How to Optimize for Multimodal Search (Image, Audio, and Video SEO)

While most SEOs are focusing on AI Overviews and LLM citations, multimodal AI in search is becoming just as important and shouldn’t be ignored.

Liz Reid's keynote at Google I/O
During Google I/O, Liz Reid and even engineers after her keynote, noted that users are increasingly interacting with search using complex, multi-step queries and expecting results that include images, step-by-step visuals, or embedded video. 

What is Multimodal AI?

Multimodal AI refers to systems that can process and understand multiple types of input, such as text, images, and audio, within a single framework. Search is rapidly evolving in this direction, and the implications for SEO and content strategy are becoming significant.
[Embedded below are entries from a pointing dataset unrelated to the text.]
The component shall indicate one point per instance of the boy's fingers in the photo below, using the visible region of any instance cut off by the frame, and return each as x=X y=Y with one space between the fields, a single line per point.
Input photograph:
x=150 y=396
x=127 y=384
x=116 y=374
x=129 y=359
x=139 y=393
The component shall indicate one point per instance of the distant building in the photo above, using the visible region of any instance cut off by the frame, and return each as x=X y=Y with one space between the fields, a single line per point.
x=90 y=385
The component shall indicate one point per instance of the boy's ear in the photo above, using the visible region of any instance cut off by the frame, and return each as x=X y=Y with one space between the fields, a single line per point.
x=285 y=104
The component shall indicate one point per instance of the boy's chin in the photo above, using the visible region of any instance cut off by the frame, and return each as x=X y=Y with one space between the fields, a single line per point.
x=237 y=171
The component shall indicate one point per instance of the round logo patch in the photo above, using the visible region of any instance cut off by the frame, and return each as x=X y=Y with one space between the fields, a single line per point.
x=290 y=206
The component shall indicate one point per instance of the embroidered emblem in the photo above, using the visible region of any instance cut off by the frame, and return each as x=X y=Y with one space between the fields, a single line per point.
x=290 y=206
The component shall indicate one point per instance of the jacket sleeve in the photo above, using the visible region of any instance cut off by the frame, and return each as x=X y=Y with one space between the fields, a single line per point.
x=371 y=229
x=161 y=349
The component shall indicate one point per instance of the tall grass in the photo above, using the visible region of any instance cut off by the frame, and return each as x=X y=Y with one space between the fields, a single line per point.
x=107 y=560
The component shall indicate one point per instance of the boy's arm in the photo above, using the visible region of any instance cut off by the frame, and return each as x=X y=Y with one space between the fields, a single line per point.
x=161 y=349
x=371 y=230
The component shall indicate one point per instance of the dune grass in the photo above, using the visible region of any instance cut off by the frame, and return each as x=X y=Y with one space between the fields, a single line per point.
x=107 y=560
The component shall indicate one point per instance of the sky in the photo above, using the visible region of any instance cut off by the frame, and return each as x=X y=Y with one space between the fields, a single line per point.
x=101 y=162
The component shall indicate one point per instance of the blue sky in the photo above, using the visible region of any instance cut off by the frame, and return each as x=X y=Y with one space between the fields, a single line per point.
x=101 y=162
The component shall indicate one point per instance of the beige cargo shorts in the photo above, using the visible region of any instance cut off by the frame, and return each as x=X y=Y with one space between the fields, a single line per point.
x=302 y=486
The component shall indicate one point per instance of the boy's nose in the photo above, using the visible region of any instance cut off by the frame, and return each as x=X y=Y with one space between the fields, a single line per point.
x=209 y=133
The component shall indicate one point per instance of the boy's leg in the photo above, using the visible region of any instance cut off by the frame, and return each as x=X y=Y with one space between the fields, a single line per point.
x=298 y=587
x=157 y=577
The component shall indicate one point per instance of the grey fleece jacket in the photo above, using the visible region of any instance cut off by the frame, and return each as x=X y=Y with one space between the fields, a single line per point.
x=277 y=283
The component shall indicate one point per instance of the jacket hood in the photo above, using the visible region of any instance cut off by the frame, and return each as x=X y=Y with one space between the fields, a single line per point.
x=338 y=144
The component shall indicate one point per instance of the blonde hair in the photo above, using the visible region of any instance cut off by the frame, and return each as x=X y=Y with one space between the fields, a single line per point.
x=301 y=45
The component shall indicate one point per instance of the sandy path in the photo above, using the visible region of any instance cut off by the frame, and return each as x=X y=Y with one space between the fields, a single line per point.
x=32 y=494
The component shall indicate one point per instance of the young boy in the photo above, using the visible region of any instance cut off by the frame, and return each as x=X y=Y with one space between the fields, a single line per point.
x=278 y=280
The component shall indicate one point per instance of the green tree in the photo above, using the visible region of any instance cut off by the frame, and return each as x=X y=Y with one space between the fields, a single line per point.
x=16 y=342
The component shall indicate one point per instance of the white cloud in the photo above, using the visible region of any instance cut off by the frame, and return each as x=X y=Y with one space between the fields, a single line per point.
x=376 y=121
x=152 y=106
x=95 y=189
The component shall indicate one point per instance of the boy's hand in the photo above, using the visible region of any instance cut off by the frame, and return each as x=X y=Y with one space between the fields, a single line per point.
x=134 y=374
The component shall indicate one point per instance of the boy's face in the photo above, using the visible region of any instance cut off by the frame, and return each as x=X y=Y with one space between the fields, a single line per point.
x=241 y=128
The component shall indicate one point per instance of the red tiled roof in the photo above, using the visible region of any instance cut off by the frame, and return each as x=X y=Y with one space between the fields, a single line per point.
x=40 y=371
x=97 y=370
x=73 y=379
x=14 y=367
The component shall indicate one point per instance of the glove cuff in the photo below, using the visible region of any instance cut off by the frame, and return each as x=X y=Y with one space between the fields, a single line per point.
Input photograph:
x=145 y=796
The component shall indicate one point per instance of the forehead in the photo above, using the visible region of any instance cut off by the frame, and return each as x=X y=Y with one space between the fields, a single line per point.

History of Multimodal Search

Google image search homepage
Most people are already familiar with traditional multimodal search. It involves using images or voice as input for search queries. A common example is image-based product search, which would look like uploading a photo of a product and asking Google to find this item. Google’s image search algorithm can identify the brand, model, or category without requiring a text-based description.

According to a recent Google press conference, image search alone now accounts for approximately 25 billion searches per month, and around 20% of those are purchase-driven queries.

The Rise of Multimodal AI

Now, multimodal AI has advanced significantly beyond traditional image search.

Last month, Google expanded its Search Live feature, previously available in the U.S., to 200+ 200 countries and territories where AI Mode is already available. Search Live users to interact with AI using voice input through the mic on their smartphone, enabling real-time conversational search.

The use cases go way beyond simple questions. If someone is assembling IKEA furniture, they can activate the camera, show the unassembled parts, and receive step-by-step instructions through an interactive conversation. They can also ask follow-up questions when something is unclear, making the interaction continuous and adaptive.

Voice-based search explanations are also being developed. Google has already been testing podcast-style search result experiences, where users can listen to explanations of complex topics such as “how déjà vu works and its relationship to memory.” This suggests a future where search results can be consumed as audio narratives.

Image SEO

With these developments, SEO is expanding beyond text-only optimization. In this next section, I will explain how to optimize different content types, including images, video, and audio, for multimodal SEO.

Starting with image SEO, traditional best practices are still highly relevant. These include using descriptive alt text and placing images near relevant body text. Google does not interpret images in isolation. It also analyzes the surrounding content, including nearby text and captions, to better understand an image’s meaning. As a result, placing images within contextually relevant sections is generally more effective than inserting unrelated visuals into a page.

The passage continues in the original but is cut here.